Under Falk’s leadership, the School is refining how it supports grant development, interdisciplinary teams, and public-facing scholarship. Last year, in the wake of sweeping cuts to federal funding for academic research, Falk launched a pilot grant program open to Annenberg faculty, students, and research staff to fund projects within and across these research networks that connect with local communities and demonstrate the value of Penn’s research to those outside academia. She is also partnering with the communication and development offices to amplify the effects of these efforts.

One funded project, led by Professor Desmond Upton Patton and SAFELab Co-Director Siva Mathiyazhagan, is JoyNet: an AI-driven digital platform for Black youth grappling with grief to process their feelings, find joy, and build community. Grounded in Patton’s research on the impact of social media on well-being, mental health, trauma, violence, and grief on youth and adults of color, JoyNet is being developed in partnership with young people from Philadelphia and New York City, who are providing insight on everything from visuals to algorithm training.

“We’re working with young people to consider how AI could intentionally optimize for joy, especially in a world where trauma, grief, and pain are part of everyday life,” says Patton, Waldo E. Johnson, Jr. Professor of Communication. “I’m so glad that Annenberg sees the value and promise in our work and is helping us move JoyNet to the next level.”

Research That Improves Lives

Falk remains an active researcher.

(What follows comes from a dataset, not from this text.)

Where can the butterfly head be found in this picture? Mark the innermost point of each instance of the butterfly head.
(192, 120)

As the director of Penn’s Communication Neuroscience Lab, she and her team study how people coordinate, bond, and influence one another.  Climate communication has become a prominent focus of the team’s research, complementing Falk’s work as director of the Annenberg Public Policy Center’s Climate Communication Division, a hub for research on climate communication, resilience, action, and policy. 

A recent study by Falk's team, published in the journal Proceedings of the National Academy of Sciences, investigated which communication strategies are most effective at motivating people to take action on climate change. The findings pointed to the power of future-thinking interventions: for example, asking people to write a letter for a child to read years from now. Such techniques, the study found, are effective at motivating people to change their behavior.

For Falk, the takeaway is both practical and urgent: “We have the technology to build a better climate future. We need to help people see the possibilities for working toward change together.” 

Banet-Weiser is thrilled with Falk’s dedication to climate action in her research and in her vision for the school: “I asked Emily to make climate action a central part of her leadership,” she says. “Understanding how to inspire climate action isn't just an academic exercise; it is one of the most important questions of our time, and one that Annenberg is uniquely equipped to answer. Our faculty and researchers are already making huge strides in addressing the climate crisis, whether that’s FactCheck.org countering climate misinformation, the Polarization Research Lab tracking Americans’ opinions on the issue, or research teams in the Annenberg Public Policy Center working to understand what shapes people’s attitudes, beliefs, and behaviors.”

Empowering Community

Last spring, with support from the Vice Dean’s office, Annenberg’s many postdoctoral fellows gathered at a colloquium to share their research and make connections, a gathering designed to make connections across research networks. In her opening remarks, Falk noted that the most impactful research often emerges from the intersection of different disciplines, communities, and minds, pointing out that discussions between early-career scholars “have the potential to shape new ideas, new collaborations, and new directions of research here at Annenberg and to define the field.”

Falk sees her role as shining a light on discoveries, opening doors for researchers, and building the infrastructure that allows bold ideas to flourish. Whether she is teaching a class, mentoring graduate students, leading a faculty discussion, or designing a new research study, she is guided by the same conviction: that research, done together, can meaningfully change the world.